The after lunch keynote is with Dr. Craig Fowler CEO from the Australian NCVER. He presents on from measuring to interpreting: progress in visualisation, analytics and research to inform the Australian VET system. Began with overview on NCVER objectives, funding and purpose. Presented vision and mission of the new NCVER strategic plan from 2017 to 2020. Summarised complexities of the federal system on collection of data and the data products produced. Introduced the new tools for dissemination of data through digital visualisation. Discussed in greater depth the challenges for analysis and advantages presented by data linkage across other government databases. Provided example of data mining of job advertising to work out if currency and validity of training packages. Need to try to collect regularly, skills performed and skills identified as lacking from a job, so individuals, trainers and policy makers better informed. 

**Announcement made of next NZVET research forum to be held with the annual NCVER no frills conference in Sydney from 15 to 17 August 2018. **

Concurrent sessions carry through the afternoon.

I present details on the various sub projects from the eassessment project. This time, more details on each actual sub- project. The common threads are to match the context of learning with the affordances of technology to enable the feedback process to be effective. Learners need to learn how to understand feedback and leverage of it. Tutors need to be familiar with technology affordances to maximise application. Technology needs to be matched to learning goals and context of discipline / organisation. 

Then, Graeme Couper presents on an integrated approach- holistic assessment of NZ dairy farm trainees. Started with background and rationale. Summary of a study towards Masters thesis in Education. Post Troq, more holistic approach possible to bring together theory and practice, aligned to grad outcomes, less assessing and looking into other ways to assess knowledge in practical context. Detailed research design and questions. Interviews recorded on smart pen.
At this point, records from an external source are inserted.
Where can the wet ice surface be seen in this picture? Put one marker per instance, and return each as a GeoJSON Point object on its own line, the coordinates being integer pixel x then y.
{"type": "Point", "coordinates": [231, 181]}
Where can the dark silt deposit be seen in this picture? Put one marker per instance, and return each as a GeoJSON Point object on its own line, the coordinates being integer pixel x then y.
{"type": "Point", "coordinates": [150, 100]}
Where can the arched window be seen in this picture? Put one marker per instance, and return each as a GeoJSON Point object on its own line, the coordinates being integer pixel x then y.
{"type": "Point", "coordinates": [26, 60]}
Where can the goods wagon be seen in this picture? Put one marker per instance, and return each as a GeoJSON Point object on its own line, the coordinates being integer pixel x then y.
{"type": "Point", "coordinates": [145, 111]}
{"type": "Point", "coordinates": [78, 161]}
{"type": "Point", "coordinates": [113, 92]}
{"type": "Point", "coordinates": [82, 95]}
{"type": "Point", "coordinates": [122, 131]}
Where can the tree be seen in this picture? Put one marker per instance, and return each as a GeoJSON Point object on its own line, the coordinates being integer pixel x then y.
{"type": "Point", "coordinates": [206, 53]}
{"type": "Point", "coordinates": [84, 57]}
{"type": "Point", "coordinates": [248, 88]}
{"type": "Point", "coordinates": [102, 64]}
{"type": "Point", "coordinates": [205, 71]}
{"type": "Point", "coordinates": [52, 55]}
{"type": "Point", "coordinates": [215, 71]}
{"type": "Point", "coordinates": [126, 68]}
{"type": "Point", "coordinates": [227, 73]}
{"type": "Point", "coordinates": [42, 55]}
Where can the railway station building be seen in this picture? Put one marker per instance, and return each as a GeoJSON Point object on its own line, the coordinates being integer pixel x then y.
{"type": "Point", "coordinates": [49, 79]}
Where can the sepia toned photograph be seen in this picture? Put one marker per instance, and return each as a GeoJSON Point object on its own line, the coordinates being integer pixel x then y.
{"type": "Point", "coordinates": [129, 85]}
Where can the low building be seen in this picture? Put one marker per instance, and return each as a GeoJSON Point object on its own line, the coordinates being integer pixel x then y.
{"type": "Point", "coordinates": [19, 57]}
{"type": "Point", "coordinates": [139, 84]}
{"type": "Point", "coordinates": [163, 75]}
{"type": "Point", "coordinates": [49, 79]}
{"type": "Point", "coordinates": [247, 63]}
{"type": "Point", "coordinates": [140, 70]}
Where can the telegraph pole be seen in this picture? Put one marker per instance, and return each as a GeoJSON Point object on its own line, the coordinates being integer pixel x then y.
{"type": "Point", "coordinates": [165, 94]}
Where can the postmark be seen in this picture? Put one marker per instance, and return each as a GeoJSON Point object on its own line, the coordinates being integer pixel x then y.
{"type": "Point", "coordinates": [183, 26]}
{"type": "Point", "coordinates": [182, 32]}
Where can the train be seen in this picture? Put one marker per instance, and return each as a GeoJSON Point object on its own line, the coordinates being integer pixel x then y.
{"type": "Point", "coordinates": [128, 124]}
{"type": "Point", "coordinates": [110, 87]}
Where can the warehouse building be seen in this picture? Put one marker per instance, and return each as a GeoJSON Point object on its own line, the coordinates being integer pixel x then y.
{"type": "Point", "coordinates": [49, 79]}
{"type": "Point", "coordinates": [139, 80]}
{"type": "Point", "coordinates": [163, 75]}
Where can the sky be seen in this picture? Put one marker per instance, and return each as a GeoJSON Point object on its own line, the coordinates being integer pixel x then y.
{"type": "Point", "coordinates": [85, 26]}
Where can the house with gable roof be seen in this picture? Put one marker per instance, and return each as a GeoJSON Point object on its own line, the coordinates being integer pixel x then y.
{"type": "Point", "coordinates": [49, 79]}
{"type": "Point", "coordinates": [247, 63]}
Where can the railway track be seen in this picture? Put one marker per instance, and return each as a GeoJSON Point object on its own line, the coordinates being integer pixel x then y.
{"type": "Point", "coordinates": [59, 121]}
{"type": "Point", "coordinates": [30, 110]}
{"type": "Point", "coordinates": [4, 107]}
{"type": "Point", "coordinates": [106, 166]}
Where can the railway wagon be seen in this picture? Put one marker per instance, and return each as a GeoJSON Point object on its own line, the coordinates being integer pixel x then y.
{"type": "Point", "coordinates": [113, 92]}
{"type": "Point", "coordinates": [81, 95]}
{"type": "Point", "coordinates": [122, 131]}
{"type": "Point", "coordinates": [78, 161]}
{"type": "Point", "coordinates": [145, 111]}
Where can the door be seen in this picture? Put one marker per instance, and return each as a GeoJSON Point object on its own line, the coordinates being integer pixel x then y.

Found better integration between theory and practice, more flexible, active and engaged learning, real world evidence used , active assessment interaction between those involved, greater satisfaction and enjoyment of process, and some practical challenges in the change.  Summarised implications towards approaches towards applying knowledge to practice, authentic and robust assessment, and an opportunity to revisit the con pet of competence.

Last session with Averil Coxhead, Jean Parkinson and Falakiko Tu’amoheloa from Victoria University on bilingual approaches to technical trades vocabulary in Tongan and English. Presented on one aspect of the Ako Aoteoroa National fund - learning the language of the trade- project. Began with overview of the wider project objectives and where the study presented fits. Summarised the rationale for the project, why study trades language which has just as demanding a vocabulary as university level learning. Tongan lists derived from word lists for carpentry, plumbing and engineering. 30% technical vocabulary is in the written language but 10% in spoken in the workshops. Seems to be mismatch in words in the glossary between words in glossary and words in the textbook. Detailed difficulties in translating vocabulary. The Pasifika approach to research (Talanoa) to carry out the translations was detailed. Learners need to know there are technical words in Tongan, some are Tonganised and the ones without equivalents require rules to derive. Implications also presented. 

As usual, a busy day and I was unable to be at several sessions due to clashes in the programme. Evening networking continued to allow for catch up with ITO and ITP people with an interest in and supportive of VET research.